Ad guru Martin Sorrell warns to rocky year to come

Advertising guru Sir Martin Sorrell today warned of a tough year ahead, a blow to Tory hopes of an economic before an election likely in November.

The former WPP chief has been building a digital competitor in S4 Capital, with some ups and downs along the way.

He was cautious today warning there was unlikely to be an economic improvement this year.

It thinks revenue will be down about 4% as tech clients hold back on spending.

Sir Marin, the former WPP executive sometimes dubbed the “Sage of Soho” for his reading of markets, was glum today.

He said this morning: “After four years of very strong growth, 2023 was a difficult year impacted by volatile macro conditions and, consequently, cautious spending from clients, particularly those in the technology sector and from smaller project-based assignments. Our client relationships remain strong and we have also managed costs tightly."

S4 shares edged up 1p to 42p, leaving the business valued at £245 million.
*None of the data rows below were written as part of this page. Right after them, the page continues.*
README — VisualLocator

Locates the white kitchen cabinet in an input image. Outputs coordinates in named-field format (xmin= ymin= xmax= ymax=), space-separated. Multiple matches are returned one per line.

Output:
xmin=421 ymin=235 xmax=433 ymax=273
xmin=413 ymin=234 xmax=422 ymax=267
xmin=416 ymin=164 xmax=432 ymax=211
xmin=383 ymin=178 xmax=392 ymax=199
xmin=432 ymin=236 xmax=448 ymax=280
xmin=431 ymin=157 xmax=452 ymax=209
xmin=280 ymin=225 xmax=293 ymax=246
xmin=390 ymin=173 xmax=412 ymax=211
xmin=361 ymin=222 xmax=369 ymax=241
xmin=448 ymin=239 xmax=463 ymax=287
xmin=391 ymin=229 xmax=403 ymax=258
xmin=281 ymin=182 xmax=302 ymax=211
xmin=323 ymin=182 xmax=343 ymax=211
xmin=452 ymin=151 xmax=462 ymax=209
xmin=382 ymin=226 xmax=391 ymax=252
The stock is down 80% in the last year.

He added: "While it is early in the year, we are not expecting 2024 to show macro-economic improvement, and client caution on marketing spend will likely persist, although not at last year's level given interest rates are likely to fall over time. Initial indications are for an improvement in performance in the Content practice, reflecting cost reductions, broadly similar performance in Data&Digital Media to last year and a more challenging outlook for Technology Services. In these unpredictable times, we are focused on positioning the Company for medium term growth, improving profitability and returning funds to shareowners."

Broker Peel Hunt said in a note to clients: "It is comforting to see that trading has not  got worse for S4. Expectations are low for (the full year) and our forecasts assume close to no growth for the year. Acceleration in client spend combined with S4’s cost control could materially lift profits, in our view. However we have yet to see signs of a change, especially in tech client spend."